I was certainly hoping for better numbers from the voting machines at Fairview Precinct today, but the numbers show otherwise. Even though I have a right to ask for a recount under state law and also challenge the election result due to irregularities with the voting machines used at Fairview precinct, I have decided not to do so. Given the state of our economy, the taxpayers' resources should be focused on providing services to Fairfax County's residents and Braddock District's residents need someone to represent them on the Board of Supervisors to start working on important issues such as budget and transportation as soon as possible. I do not want to cause any delay.It is rare, nowadays, when any politician puts the intersts of his constituents ahead of his own ambitions. And if anybody had good reason to contest an election result, this was it. To me, Ilryong Moon is a winner, pure and simple. He put the welfare of Fairfax County first.
I am humbled by and grateful for all the support that I have received from many supporters and more than 6,000 votes cast in the special election on Tuesday. I would like to congratulate Mr. John Cook for waging a strong campaign and wish him well on the Board. I look forward to working with him on education issues as a school board member.
Having said all that, today I had the awful feeling that my vote did not count, literally. As Ben so playfully noted in his Twitter, I do live in Fairview Precint. No, I did not provide the one vote there that tipped the race to Moon. Nor was I out at a graveyard digging up votes. No Chicago jokes, please!
But mine was the precinct that had the malfunctioning machine. The irony is that I was talking with the poll workers about why they didn't have voting machines that left a paper trail, like the ones used this past November. They explained that they couldn't get them back because of budget constraints.
I am mindful, even sympathetic, to the fact that we will all be asked to make sacrifices because of the tough economic times, and that includes budget cuts. But what is the price for a democracy? How much are we willing to sacrifice to ensure that every vote counts and that every citizen has faith in a democratic system?
Many years ago, I had the privilege of meeting Margaret Meade, the legendary anthropologist. She was lecturing at my college and she recounted an anecdote that describes Americans. She told a hypothetical tale of a town in a tornado ridden area where people refused to build storm cellars because they had never had a tornado come through their street. One day, a tornado ripped through one side of the street, devastating the homes. When they rebuilt their houses, the people on that side of the street all put in storm cellars. But the people on the other side of the street refused to because they had never had a tornado come down their side of the street.
That's how we have been about reform of voting machines. After witnessing the fiasco in Florida in 2000, where at least they had a paper trail to recount, and the still contested race in Minnesota this year, people in Virginia are still resistant to replacing our touch screen machines.
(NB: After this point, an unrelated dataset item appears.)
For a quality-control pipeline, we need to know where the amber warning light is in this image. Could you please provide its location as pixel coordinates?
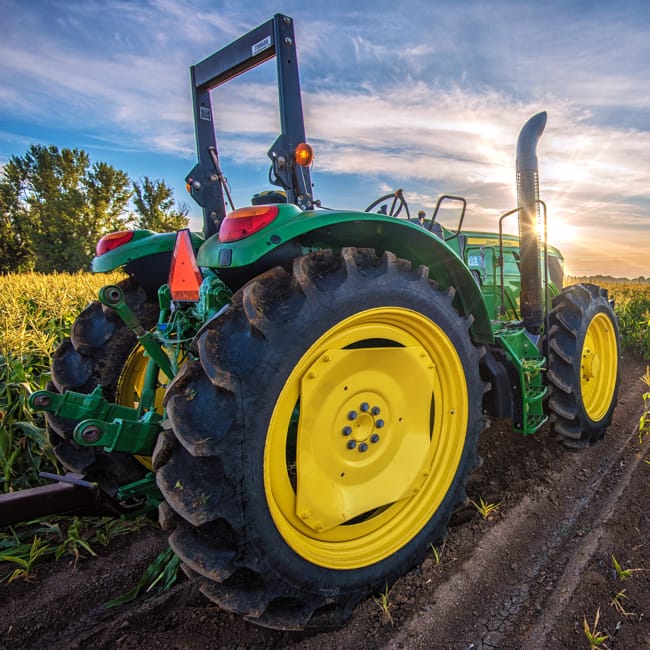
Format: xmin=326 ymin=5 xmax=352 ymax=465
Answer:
xmin=169 ymin=229 xmax=203 ymax=302
xmin=294 ymin=142 xmax=314 ymax=167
We have had far too many very close elections in the past few years to keep burying out heads in the sand. I do not mean to imply that John Cook might not have won the race yesterday. And I suspect absolutely no foul play.
But the simple truth is the malfunctioning voting machine is a wake up call. It is our torando down our side of the street. It is time to replace the touch screen machines with paper ballots. No matter what the cost, no matter what the budget contraints, our democracy has already come at too high a cost to sacrifice it. Men and women have sacrificed their lives on battlefields to ensure our right to vote and choose our leaders. No budget constraint should every trump that.
It is past time to replace the touch screens, which can be hacked and tampered with. We need a paper trail precisely for recounts in close races.